Sunday, November 1, 2009

Writing Religion

One aspect of life that inevitably crops up in reading or writing historical fiction is religion, the beliefs, practices and rituals of faith in the world and time surrounding the characters. Many writers manage to avoid the religious aspects of life in their work, and who can blame them? Religion adds a whole other layer to a story that could threaten to overtake things. But why would one want to ignore such a deep and personal connection to a place and time, a connection that could draw the reader closer to the people populating a particular age? It may be easier to ignore religion but the story will definitely be lacking in a sense.

Part of the problem is that many of the people inhabiting this modern, quick-paced world of ours have lost touch and can not relate to the feelings of faith that were felt by our ancestors and which were, for the most part, part of the every day.

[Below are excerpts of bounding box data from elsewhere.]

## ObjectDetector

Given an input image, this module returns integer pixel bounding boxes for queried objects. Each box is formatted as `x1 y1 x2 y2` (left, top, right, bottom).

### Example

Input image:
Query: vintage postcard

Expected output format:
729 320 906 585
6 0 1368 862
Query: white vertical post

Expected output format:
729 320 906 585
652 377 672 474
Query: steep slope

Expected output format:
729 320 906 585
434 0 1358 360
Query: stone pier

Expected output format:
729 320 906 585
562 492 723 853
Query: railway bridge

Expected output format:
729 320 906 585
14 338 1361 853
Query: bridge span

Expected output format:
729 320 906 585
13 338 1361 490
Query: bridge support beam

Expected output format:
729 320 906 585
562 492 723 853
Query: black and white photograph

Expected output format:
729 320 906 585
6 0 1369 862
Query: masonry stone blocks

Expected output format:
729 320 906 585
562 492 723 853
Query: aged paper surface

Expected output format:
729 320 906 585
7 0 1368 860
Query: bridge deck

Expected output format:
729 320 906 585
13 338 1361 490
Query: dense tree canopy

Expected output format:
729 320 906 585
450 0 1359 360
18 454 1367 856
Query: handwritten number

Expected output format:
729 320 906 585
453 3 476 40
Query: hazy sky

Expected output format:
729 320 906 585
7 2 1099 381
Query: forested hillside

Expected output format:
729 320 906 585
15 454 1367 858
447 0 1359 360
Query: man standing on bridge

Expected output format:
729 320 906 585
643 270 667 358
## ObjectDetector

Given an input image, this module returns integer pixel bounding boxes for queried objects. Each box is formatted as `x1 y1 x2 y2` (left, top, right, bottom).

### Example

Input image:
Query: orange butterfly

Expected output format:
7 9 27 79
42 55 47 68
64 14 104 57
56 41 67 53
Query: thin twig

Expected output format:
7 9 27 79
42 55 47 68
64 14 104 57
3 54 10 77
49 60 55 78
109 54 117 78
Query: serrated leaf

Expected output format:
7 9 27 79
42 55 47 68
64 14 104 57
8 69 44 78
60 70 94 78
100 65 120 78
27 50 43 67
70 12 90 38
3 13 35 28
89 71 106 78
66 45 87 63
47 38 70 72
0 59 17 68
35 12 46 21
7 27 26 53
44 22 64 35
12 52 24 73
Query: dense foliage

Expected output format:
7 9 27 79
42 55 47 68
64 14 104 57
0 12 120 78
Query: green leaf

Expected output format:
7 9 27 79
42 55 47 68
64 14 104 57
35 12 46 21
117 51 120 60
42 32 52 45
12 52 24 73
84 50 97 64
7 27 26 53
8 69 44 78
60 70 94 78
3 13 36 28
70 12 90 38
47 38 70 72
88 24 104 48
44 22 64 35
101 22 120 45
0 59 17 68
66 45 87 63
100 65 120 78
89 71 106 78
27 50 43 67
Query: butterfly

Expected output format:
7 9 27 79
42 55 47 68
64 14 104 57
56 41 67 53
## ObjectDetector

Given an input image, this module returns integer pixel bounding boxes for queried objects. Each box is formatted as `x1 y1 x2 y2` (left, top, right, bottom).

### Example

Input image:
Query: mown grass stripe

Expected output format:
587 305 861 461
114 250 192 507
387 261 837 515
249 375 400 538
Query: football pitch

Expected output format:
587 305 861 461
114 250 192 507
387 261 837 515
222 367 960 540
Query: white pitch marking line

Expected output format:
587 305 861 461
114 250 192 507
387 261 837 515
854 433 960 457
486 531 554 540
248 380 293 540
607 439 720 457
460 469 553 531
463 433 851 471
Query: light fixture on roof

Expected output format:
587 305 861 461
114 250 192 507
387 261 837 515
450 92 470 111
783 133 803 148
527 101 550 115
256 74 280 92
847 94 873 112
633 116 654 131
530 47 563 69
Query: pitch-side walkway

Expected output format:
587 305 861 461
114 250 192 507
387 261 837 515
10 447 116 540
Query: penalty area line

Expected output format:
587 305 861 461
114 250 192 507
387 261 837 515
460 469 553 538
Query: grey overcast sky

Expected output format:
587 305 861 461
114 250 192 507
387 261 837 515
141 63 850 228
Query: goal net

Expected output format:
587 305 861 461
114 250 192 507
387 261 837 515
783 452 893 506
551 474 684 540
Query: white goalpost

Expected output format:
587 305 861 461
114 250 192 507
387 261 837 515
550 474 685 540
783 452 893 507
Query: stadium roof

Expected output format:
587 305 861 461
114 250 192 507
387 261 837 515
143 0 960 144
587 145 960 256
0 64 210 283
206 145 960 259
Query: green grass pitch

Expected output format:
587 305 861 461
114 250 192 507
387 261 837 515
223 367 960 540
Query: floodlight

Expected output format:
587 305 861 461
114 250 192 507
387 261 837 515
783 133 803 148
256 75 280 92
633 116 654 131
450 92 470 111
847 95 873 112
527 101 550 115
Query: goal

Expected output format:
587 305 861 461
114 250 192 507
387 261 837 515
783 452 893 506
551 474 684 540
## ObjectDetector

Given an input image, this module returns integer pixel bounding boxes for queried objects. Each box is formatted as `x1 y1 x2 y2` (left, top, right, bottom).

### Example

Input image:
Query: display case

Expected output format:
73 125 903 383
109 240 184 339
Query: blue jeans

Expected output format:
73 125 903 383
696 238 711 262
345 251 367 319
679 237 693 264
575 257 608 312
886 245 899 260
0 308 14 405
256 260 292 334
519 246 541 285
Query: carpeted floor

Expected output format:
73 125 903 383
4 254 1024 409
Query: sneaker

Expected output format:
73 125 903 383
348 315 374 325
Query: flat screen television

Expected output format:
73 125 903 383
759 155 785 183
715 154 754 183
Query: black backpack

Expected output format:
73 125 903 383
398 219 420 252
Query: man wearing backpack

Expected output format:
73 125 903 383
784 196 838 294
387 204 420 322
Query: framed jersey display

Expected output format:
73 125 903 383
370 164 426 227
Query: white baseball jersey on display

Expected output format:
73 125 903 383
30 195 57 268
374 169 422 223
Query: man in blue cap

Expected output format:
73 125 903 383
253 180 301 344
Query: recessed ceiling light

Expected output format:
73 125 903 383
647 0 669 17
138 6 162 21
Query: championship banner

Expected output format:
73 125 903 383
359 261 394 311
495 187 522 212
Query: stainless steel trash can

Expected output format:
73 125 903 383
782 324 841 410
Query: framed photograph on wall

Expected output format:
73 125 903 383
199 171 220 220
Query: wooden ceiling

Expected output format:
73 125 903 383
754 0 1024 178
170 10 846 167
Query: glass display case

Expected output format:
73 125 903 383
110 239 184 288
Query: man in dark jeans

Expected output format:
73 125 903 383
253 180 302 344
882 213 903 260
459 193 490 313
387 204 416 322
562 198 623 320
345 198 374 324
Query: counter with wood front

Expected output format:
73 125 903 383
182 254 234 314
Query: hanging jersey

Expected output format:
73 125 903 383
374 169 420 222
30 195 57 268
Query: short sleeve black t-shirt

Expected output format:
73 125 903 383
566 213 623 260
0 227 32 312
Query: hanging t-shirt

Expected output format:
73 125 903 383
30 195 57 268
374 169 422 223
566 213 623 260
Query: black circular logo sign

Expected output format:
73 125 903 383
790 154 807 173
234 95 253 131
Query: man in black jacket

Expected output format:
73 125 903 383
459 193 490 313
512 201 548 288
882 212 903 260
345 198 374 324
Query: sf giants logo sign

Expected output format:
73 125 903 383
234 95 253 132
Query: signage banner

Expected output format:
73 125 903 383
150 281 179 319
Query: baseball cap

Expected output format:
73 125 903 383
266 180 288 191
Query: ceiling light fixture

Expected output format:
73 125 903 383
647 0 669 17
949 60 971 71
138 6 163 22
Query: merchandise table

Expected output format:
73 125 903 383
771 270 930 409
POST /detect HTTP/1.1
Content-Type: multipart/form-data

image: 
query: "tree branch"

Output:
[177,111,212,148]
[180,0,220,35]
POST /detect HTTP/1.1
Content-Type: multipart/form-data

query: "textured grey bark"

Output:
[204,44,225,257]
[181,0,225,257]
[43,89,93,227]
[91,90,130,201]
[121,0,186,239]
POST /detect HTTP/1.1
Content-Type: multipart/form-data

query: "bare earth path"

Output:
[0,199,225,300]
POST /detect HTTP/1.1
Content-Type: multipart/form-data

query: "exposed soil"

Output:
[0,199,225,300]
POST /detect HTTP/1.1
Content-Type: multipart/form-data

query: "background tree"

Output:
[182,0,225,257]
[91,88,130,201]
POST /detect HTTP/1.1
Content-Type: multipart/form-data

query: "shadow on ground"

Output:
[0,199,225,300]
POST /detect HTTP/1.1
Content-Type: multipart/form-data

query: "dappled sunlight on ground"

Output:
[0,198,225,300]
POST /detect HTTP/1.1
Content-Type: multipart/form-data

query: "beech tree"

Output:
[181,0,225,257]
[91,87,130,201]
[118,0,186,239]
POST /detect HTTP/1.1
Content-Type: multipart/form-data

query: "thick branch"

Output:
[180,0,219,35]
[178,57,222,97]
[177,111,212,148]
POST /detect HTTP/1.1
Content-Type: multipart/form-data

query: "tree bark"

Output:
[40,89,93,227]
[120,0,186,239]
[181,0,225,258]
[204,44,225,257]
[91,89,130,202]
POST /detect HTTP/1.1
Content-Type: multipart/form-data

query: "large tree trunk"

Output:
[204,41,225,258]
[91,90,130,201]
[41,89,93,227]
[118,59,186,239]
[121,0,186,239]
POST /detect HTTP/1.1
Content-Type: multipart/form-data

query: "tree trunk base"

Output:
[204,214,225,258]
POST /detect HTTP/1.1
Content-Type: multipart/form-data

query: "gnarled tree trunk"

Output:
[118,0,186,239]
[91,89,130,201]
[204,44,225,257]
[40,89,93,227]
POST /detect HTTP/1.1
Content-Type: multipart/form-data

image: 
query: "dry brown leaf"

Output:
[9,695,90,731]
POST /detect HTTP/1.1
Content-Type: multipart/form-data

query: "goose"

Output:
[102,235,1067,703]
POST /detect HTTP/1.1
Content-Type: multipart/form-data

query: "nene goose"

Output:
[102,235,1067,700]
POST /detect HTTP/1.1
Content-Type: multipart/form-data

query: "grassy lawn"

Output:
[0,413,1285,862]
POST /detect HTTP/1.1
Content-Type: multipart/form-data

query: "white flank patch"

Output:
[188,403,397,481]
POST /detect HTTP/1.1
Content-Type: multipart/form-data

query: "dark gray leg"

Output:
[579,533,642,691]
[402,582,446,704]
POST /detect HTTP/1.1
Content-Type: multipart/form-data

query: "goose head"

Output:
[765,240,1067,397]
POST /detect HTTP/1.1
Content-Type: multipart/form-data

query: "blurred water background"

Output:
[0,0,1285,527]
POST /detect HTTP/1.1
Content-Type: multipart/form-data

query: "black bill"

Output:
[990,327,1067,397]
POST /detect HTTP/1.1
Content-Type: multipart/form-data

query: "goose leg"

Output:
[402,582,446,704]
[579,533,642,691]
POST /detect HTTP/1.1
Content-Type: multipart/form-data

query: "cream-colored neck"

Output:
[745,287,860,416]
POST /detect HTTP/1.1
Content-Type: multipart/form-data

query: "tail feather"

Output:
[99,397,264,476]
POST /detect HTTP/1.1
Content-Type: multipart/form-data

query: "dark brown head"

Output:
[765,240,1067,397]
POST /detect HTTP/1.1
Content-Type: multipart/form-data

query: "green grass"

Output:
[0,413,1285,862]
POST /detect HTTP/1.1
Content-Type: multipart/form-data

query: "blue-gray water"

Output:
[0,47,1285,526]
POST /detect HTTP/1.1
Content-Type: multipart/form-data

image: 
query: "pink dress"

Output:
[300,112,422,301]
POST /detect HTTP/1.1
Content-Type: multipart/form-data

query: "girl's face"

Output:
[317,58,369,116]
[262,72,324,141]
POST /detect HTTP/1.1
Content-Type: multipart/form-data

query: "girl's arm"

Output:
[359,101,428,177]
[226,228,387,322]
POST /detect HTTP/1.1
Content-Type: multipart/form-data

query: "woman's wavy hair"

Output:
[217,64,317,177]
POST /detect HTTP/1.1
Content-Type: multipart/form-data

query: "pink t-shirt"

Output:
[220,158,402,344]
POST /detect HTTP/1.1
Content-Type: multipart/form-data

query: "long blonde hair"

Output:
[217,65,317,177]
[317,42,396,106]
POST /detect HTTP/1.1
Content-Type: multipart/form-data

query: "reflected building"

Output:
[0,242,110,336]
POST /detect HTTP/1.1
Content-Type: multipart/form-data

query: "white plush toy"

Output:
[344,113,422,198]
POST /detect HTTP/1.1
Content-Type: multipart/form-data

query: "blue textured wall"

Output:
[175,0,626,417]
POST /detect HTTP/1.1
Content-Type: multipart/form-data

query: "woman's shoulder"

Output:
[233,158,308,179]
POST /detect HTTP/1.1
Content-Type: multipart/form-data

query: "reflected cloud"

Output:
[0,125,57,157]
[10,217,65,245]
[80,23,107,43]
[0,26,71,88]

This might not apply so much to religions that are still in strong existence to this day such as Hinduism, Judaism, and Buddhism or the younger religions of Christianity and Islam - when writing about these, the problem for the writer is more about being accurate and careful not to offend anyone simply because they still have large followings. There should always be a deep respect for people's beliefs.

When writing about the ancient polytheistic religions of Greece, Rome and Egypt there is a two-part conundrum. Firstly, depending on the sources available, it might not be very easy to attain a level of accuracy regarding a particular religion. Secondly, how can a writer overcome the barrier that is the modern mind in order to draw a reader in and make it believable?

On the first point, research is essential as well as visiting the sites about which you are writing. If written sources are scant, then going to a place to "feel the vibe" can sometimes help to give texture to your scenes. The ancient religions had been around for much longer than, say, Christianity and Islam have to date. The faith of many thousands (millions?) of believers over the centuries leaves an indelible, if not intangible, mark on a place. In my own experience, the sanctuaries of Olympia, Delphi and Elefsis in Greece, or even the temples of the Forum Romanum in Rome still resonate with the faith of ages and in some of these spots flowers are still laid for the powers that were. However, when the sources regarding religious practices are scant and when it is impossible to visit a site, it is the writer's job to fill in the gaps as best he or she can. This can be an extremely fun exercise and usually, your characters will help you along.

The second part of the conundrum, of drawing in modern readers to make your characters' religion believable, is slightly more tricky. For many, the past is the past and as such has no legitimacy, especially ancient religions - although, those who think like this will probably not be reading historical fiction. Sadly there is a degree of arrogance in the modern mindset that tends to dismiss ancient, near extinct, religious beliefs as false and completely misguided. This is an unfortunate and close-minded point of view because it closes people off to understanding the past and well, exprencing some very exciting stories that in fact influenced and shaped the world we live in.

One thing about ancient religions is that they were very human religions with gods and goddesses that represented all that was beautiful and terrible in humanity be it Love, or War, Wisdom or Vengeance. There was a god or goddess for every aspect of life, every emotion, and as a result the gods and goddesses were an influence on and a part of everyday life. You can see it in ancient art and architecture, in a roughly carved figurine gathering dust in the corner of a museum, the wind-worn columns of temple ruins or a few lines from a sacred hymn whose utterance carried great weight long ago.

A writer should not shy from religion, the way we so often do in conversation these days, but rather show it for all that it is, drawing in the reader to open their mind and eyes and make the characters and story come to life in an infinitely more human way.